For the first time, Chris started the build by drawing a design in CAD. “It really helped to visualise the proportions first time,” he tells us. “Then the tail section, front number plate, licence plate mount, seat pan and electrical tray were laser cut in aluminium from the drawings. Every bracket or mount I could, I also had laser cut to keep the accuracy up and the time spent fabricating down.”
Like many builds, the biggest job Chris encountered while building the DR was the wiring. “Almost every wire needed to be shortened or lengthened or re-purposed. Fitting everything in the electrical tray under the seat was like trying to pack 10 pounds of crap in a 5 pound bag” he recalls. The bike is now running an Antigravity lithium ion battery and the key ignition is no more, replaced with a hidden RFID sensor under the tank.
A small Trail Tech Endurance II takes care of speed indication, mounted on a laser cut bracket along with small LEDs for full beam, neutral and indicators. Also tucked in behind the front number plate is a box where all the up front electricity happens. Everything that wasn’t a necessary factory plug has been converted to Deutsch style connectors. The headlight mount and plug has been designed to be removed in a minute “in case you wanted to enter race mode – which is also offset to the side to allow space for a race number. “I was going to put numbers and decals on the bike but once it was all together it looked so clean I decided not to.”
In the engine department the bike is running a Unifilter foam pod filter and a TM40 flat slide pumper carb. “One of my favourite parts of the build is the exhaust. That is where working on a big single is a pleasure compared to multi cylinders with the ever decreasing degrees of freedom as you try and merge several pipes together.
As for the suspension, Chris left them basically stock except for performing the factory lowering option of 40mm. That in combination with the motard wheels lowered the bike to a point he was happy with. For the shoes on the motard wheels, Chris choose some sensible Bridgestone T31s for decent longevity.

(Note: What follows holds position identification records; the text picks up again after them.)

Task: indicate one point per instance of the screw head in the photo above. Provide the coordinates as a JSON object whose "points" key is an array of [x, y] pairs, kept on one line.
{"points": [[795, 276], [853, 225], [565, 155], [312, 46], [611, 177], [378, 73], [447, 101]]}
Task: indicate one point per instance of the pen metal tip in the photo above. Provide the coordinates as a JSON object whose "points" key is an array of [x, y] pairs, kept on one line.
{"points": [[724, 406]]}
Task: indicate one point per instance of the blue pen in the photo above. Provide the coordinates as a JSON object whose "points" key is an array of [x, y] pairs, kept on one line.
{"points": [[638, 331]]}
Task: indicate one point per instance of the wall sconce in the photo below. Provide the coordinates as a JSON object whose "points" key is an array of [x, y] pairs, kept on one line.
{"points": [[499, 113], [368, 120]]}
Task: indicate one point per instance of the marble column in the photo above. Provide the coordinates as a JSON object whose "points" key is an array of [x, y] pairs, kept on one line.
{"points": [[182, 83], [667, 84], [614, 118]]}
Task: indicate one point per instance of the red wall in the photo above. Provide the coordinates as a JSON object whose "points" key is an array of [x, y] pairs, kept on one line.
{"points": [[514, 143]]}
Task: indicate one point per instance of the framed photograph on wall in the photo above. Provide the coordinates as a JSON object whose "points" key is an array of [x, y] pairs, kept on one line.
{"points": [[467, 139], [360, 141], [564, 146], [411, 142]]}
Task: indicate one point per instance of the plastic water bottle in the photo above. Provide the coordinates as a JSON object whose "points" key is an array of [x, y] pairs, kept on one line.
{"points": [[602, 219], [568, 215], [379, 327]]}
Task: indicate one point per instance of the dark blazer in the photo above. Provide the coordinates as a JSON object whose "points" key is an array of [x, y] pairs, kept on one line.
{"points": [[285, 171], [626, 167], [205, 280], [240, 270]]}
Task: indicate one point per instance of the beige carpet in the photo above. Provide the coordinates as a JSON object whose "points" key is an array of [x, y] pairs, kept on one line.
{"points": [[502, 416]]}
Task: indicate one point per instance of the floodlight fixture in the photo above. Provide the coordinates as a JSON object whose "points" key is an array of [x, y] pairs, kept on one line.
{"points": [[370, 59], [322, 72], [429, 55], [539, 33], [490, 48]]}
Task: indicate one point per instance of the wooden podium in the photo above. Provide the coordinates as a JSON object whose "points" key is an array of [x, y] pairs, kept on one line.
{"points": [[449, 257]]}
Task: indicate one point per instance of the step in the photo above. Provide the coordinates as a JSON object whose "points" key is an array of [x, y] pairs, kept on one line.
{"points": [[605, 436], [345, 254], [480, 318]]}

To finish the bike off, Chris wanted a subtle urban assault vehicle vibe. Therefore the frame and swingarm was powdercoated in satin black and the engine in black wrinkle paint. The beautiful slender Honda CG125 tank and other bodywork was painted in Destroyer Grey – used on Chargers and Challengers.
In the end, the build took Chris almost a year to complete, while juggling a full time job as a Chemical Engineer and a wife and two kids. Even though the roads across Christchurch have mostly been repaired, this DR650 tracker can now be found tearing up the streets and turning many heads along the way.